A US Court of Appeals has
"split the baby" in a decision that preserves Apple's
victory against Samsung in its first patent-infringement trial, but will also result in a likely significant reduction of damages due from the Korean company. The US Court of Appeals for the Federal Circuit in California has upheld the jury's finding that Samsung copied design and utility patents from Apple, but has tossed the same jury's finding of guilt regarding "trade dress" violations.
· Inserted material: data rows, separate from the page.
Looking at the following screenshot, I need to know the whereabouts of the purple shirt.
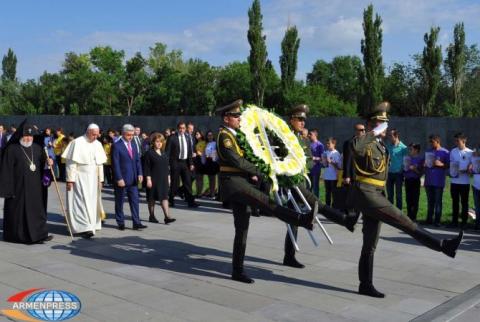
[310,141,324,174]
[424,148,450,188]
[403,155,425,179]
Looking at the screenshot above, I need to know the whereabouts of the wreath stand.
[257,113,333,251]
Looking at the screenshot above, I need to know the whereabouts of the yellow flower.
[240,105,306,191]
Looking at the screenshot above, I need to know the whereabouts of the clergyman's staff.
[44,147,73,240]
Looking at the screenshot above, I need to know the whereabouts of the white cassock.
[62,136,107,234]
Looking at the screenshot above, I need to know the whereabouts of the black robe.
[0,143,48,244]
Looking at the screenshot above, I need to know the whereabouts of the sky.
[0,0,480,81]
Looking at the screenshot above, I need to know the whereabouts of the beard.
[20,139,33,148]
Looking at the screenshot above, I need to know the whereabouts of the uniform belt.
[355,176,385,188]
[220,165,243,173]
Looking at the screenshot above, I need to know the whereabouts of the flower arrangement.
[237,105,308,191]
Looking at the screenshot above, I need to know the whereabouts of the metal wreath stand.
[257,114,333,251]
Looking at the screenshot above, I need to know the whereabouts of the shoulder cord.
[353,147,386,176]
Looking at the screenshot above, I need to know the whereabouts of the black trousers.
[324,180,337,206]
[353,184,442,285]
[450,183,470,225]
[228,186,312,274]
[405,178,420,221]
[103,164,113,184]
[168,160,195,204]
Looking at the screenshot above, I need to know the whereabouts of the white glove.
[373,122,388,136]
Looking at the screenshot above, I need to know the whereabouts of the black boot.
[358,253,385,298]
[283,255,305,268]
[319,205,360,232]
[358,283,385,298]
[442,230,463,258]
[148,215,158,224]
[232,229,254,284]
[232,272,255,284]
[345,211,360,233]
[412,226,463,258]
[283,226,305,268]
[412,226,442,252]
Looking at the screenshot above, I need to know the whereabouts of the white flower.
[240,105,306,191]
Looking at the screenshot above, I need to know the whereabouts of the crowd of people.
[0,100,468,298]
[0,117,480,245]
[308,123,480,230]
[0,122,219,243]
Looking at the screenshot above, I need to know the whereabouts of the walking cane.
[44,147,73,241]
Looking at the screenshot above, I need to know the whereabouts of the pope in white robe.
[62,124,107,238]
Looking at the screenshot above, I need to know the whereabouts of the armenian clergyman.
[0,124,53,244]
[62,124,107,238]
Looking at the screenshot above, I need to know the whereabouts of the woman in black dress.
[144,133,176,225]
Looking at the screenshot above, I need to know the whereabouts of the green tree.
[181,59,216,115]
[61,52,97,115]
[421,27,442,116]
[20,79,44,114]
[264,60,282,114]
[280,26,300,94]
[445,23,466,116]
[90,46,125,115]
[215,62,252,106]
[307,56,362,104]
[2,48,17,82]
[359,5,384,115]
[38,72,66,115]
[248,0,267,106]
[120,52,149,116]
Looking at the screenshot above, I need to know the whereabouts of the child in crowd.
[403,143,424,221]
[322,137,342,206]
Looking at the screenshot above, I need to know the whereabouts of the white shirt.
[450,147,473,184]
[225,126,237,136]
[204,141,218,161]
[323,150,342,180]
[178,133,188,160]
[472,156,480,190]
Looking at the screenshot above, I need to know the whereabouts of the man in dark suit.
[112,124,147,230]
[165,122,198,208]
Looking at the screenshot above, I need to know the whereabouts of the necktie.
[179,135,185,160]
[127,142,133,159]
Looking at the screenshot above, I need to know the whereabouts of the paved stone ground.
[0,186,480,322]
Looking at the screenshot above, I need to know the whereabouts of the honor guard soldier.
[349,102,463,298]
[283,104,359,268]
[216,100,315,283]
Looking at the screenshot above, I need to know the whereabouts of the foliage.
[421,27,442,116]
[307,56,362,104]
[2,48,17,82]
[280,26,300,93]
[0,0,480,117]
[445,23,466,115]
[359,4,384,115]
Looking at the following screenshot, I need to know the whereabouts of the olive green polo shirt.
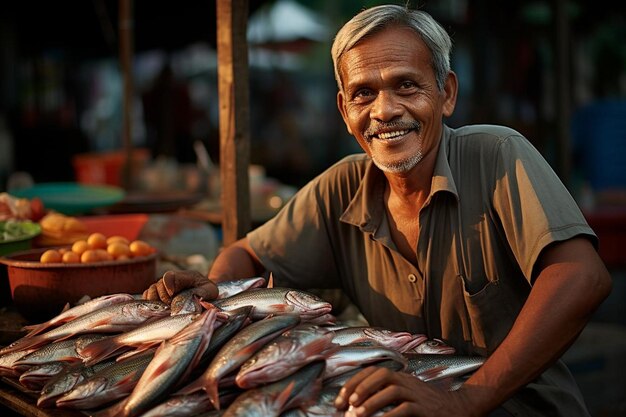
[248,125,597,416]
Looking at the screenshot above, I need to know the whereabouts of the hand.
[143,271,218,304]
[335,366,471,417]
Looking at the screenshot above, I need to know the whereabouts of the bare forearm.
[462,240,610,415]
[208,239,263,282]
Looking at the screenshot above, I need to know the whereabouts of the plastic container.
[72,148,150,186]
[0,249,157,321]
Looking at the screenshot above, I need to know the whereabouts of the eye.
[399,81,417,92]
[352,88,374,102]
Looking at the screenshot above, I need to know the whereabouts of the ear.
[337,91,354,136]
[443,71,459,117]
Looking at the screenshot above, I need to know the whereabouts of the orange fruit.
[129,240,154,256]
[39,249,63,264]
[72,240,90,256]
[62,251,80,264]
[107,241,130,259]
[80,249,100,264]
[107,235,130,246]
[87,232,107,249]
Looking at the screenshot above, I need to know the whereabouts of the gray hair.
[331,4,452,91]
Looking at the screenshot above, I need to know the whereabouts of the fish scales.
[180,314,300,410]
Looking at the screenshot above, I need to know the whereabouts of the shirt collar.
[339,125,458,233]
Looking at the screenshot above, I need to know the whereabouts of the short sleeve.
[494,135,597,281]
[248,174,337,288]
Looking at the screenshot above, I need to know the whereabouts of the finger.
[193,278,219,300]
[355,383,411,417]
[142,284,159,301]
[335,367,376,410]
[163,270,207,297]
[154,279,172,304]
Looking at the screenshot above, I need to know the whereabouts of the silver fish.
[404,339,456,355]
[13,333,106,369]
[235,323,333,389]
[0,300,169,353]
[180,314,300,410]
[19,362,67,391]
[211,288,332,321]
[80,313,200,365]
[406,354,486,382]
[222,360,325,417]
[324,359,405,388]
[24,293,133,337]
[0,348,36,377]
[333,326,428,352]
[114,310,217,417]
[56,349,156,410]
[170,288,203,316]
[324,345,408,379]
[217,277,265,299]
[136,391,214,417]
[37,360,115,408]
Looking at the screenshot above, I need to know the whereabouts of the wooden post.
[216,0,252,246]
[118,0,133,189]
[554,0,571,187]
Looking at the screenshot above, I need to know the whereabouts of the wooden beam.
[554,0,572,187]
[216,0,252,246]
[118,0,134,189]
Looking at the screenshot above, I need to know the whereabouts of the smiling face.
[337,27,456,173]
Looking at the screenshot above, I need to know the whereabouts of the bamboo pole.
[216,0,251,246]
[118,0,134,189]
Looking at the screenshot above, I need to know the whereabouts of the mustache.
[363,120,422,141]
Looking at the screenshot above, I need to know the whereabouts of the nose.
[370,90,402,122]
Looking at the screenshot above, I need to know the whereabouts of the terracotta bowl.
[0,249,157,322]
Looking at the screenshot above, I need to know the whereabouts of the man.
[146,5,611,417]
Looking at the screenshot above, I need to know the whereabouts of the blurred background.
[0,0,626,416]
[0,0,626,195]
In the first patent-infringement trial between the two tech giants in 2012, a jury found Samsung
guilty of infringing a wide range of Apple patents when it abruptly altered the course of its normal smartphone development to pivot into making devices that bore -- and continue to bear -- a strong resemblance to Apple's iPhone. The original jury awarded Apple $1.05 billion in damages, though Judge Lucy Koh later retried a portion of the award that ultimately reduced it
to $930 million.
The Appeals Court's decision to invalidate the jury finding on "trade dress" intellectual property violations means that the damages award must again be re-calculated in a new damages trial, and will almost certainly result in a significantly lower award for Apple. However, the court also turned down Samsung's request for yet another full retrial of the case.
The four "trade dress" patents Apple charged Samsung with copying in the original trial included the widely-mischaracterized "rectangle with rounded corners" concept, along with other non-specific design elements (such as a dock at the bottom of the display) which are ubiquitous in mobile devices now, but were wholly new concepts in 2007 when the iPhone first appeared, at least with regards to what were then referred to as "smartphones" at the time.
This may not be the end of the line for appeals from either of the two companies, which both appealed various aspects of Judge Lucy Koh's final ruling in 2012. Apple's largely-ineffective argument thus far has been that only large damage awards will stop "serial copier" Samsung and others from continuing to make enormous profits off of stolen design and utility technology. Samsung has largely relied on the fact that the general design concepts for smartphones set by the iPhone are now so ubiquitous (in part due to its own efforts at emulating them) that actual harm is impossible to calculate, thus avoiding any financial culpability for its convictions.